# Thread: E[ | X - Y | ] where X and Y are independent Poisson random variables

1. ## E[ | X - Y | ] where X and Y are independent Poisson random variables

What is the expected value of the absolute difference of two independent Poisson variables?

E[ |X - Y| ]

I've split the double sum into the correct regions but not sure what to do with the partial sums remaining.

I have:

Sum_0^infinity p(x) Sum_0^infinity |X - Y| p(y)

...since p(x,y) = p(x)p(y)

= Sum_0^infinity p(x) [Sum_0^x (X - Y) p(y) + Sum_x^infinity (Y - X) p(y)]

Should get something like | E[X] - E[Y] | + some variance or covariance term, the latter of which will be 0 since X and Y are independent.

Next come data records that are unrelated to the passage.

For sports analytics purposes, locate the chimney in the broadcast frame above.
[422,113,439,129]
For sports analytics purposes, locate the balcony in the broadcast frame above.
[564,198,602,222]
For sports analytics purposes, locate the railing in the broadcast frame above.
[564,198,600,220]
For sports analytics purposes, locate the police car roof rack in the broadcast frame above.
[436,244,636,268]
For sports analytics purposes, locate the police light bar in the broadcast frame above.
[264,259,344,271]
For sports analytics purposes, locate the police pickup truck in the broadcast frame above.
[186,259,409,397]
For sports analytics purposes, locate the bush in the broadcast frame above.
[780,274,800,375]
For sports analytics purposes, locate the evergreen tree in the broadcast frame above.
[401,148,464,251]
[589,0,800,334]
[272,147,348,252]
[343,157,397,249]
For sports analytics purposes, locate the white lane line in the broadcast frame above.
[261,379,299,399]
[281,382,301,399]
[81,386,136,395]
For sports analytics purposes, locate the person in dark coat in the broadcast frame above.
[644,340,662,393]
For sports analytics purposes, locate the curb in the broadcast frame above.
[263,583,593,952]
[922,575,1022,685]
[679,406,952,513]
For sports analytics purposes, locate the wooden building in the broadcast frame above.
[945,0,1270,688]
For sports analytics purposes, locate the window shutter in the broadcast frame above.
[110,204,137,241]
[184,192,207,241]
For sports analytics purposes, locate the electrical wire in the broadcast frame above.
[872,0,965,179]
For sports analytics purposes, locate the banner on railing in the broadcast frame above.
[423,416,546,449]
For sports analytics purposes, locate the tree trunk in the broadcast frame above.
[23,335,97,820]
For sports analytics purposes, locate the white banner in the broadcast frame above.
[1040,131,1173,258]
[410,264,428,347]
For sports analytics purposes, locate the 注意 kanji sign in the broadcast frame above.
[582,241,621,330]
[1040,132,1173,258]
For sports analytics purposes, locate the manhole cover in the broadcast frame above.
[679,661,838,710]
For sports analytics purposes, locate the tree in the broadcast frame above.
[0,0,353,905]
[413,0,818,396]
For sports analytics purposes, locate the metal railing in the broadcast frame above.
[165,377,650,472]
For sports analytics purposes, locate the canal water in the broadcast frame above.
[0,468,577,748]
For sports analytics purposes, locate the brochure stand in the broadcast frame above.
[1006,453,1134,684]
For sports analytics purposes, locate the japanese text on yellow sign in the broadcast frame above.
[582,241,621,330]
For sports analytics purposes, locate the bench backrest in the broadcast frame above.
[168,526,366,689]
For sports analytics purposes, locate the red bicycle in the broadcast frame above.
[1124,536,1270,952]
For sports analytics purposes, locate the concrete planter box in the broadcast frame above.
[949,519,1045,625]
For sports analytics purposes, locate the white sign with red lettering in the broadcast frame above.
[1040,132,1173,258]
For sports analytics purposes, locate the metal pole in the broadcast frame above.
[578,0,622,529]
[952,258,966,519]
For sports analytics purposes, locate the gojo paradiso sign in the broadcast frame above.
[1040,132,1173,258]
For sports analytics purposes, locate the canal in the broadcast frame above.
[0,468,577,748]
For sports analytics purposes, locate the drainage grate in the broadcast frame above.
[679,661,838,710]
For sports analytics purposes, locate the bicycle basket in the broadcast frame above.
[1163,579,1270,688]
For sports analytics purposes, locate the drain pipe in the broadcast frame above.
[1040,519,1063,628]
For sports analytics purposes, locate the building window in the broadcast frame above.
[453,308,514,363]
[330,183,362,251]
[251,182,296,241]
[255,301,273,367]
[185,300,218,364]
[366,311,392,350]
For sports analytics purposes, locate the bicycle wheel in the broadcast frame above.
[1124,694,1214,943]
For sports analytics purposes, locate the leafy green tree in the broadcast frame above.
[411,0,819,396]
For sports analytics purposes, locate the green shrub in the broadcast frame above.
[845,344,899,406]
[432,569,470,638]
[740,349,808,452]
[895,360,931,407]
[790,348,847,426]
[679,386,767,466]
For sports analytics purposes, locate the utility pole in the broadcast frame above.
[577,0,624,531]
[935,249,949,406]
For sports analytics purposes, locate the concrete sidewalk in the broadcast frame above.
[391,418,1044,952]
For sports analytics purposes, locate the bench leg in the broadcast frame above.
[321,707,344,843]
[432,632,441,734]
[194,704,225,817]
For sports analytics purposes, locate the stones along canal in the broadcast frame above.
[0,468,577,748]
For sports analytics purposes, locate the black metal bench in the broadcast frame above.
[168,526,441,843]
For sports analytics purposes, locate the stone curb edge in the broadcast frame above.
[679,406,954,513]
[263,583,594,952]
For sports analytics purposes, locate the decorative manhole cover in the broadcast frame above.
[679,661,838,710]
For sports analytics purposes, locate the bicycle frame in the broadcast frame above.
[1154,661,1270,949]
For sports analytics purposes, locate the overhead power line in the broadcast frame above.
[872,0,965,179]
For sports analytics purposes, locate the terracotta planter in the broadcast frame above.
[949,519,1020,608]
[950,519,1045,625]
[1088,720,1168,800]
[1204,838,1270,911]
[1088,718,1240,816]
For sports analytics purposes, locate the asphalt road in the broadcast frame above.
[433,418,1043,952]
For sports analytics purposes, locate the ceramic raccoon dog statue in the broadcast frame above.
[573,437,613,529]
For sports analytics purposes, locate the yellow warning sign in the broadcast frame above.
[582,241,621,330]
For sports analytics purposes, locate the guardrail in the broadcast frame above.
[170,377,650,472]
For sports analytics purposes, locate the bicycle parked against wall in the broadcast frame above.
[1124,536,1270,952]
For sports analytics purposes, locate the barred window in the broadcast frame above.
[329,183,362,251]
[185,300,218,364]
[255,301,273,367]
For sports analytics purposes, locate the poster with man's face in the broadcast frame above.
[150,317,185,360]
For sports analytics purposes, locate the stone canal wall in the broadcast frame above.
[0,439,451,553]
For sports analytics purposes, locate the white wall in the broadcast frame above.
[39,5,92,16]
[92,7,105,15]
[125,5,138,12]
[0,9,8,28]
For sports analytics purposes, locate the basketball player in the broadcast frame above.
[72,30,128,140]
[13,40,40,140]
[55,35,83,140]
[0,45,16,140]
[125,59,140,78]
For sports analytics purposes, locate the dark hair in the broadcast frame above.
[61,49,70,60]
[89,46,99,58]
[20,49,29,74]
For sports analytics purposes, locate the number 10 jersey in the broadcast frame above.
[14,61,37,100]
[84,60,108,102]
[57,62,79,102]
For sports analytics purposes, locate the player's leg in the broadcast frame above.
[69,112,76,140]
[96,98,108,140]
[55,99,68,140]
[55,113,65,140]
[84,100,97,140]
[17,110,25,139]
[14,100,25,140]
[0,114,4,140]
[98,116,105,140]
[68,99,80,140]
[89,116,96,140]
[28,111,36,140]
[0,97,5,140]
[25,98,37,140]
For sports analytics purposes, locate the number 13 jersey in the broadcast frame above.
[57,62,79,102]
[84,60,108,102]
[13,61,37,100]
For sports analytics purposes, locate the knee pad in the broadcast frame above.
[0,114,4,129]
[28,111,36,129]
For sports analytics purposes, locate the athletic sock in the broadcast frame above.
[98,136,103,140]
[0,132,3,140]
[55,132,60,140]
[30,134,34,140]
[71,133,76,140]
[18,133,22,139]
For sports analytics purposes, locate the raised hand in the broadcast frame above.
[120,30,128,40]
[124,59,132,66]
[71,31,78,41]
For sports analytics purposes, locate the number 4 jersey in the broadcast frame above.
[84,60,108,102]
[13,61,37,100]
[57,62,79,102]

2. ## Re: E[ | X - Y | ] where X and Y are independent Poisson random variables

what are the means of these Poisson's?

3. ## Re: E[ | X - Y | ] where X and Y are independent Poisson random variables

Was going to write the answer in terms of E[X] and E[Y] but if not could use:

mean of X : E[X] = \lambda^X dt
mean of Y : E[Y] = \lambda^Y dt

4. ## Re: E[ | X - Y | ] where X and Y are independent Poisson random variables

I dont follow
X is a random variable, the means are random?
And the dt is?

5. ## Re: E[ | X - Y | ] where X and Y are independent Poisson random variables

No the means are not random, apologies for confusion caused.

Ok, lets just say the means are:

mean X = E[X] = m
mean Y = E[Y] = n

I think the problem can be done in general for any Random variables X and Y.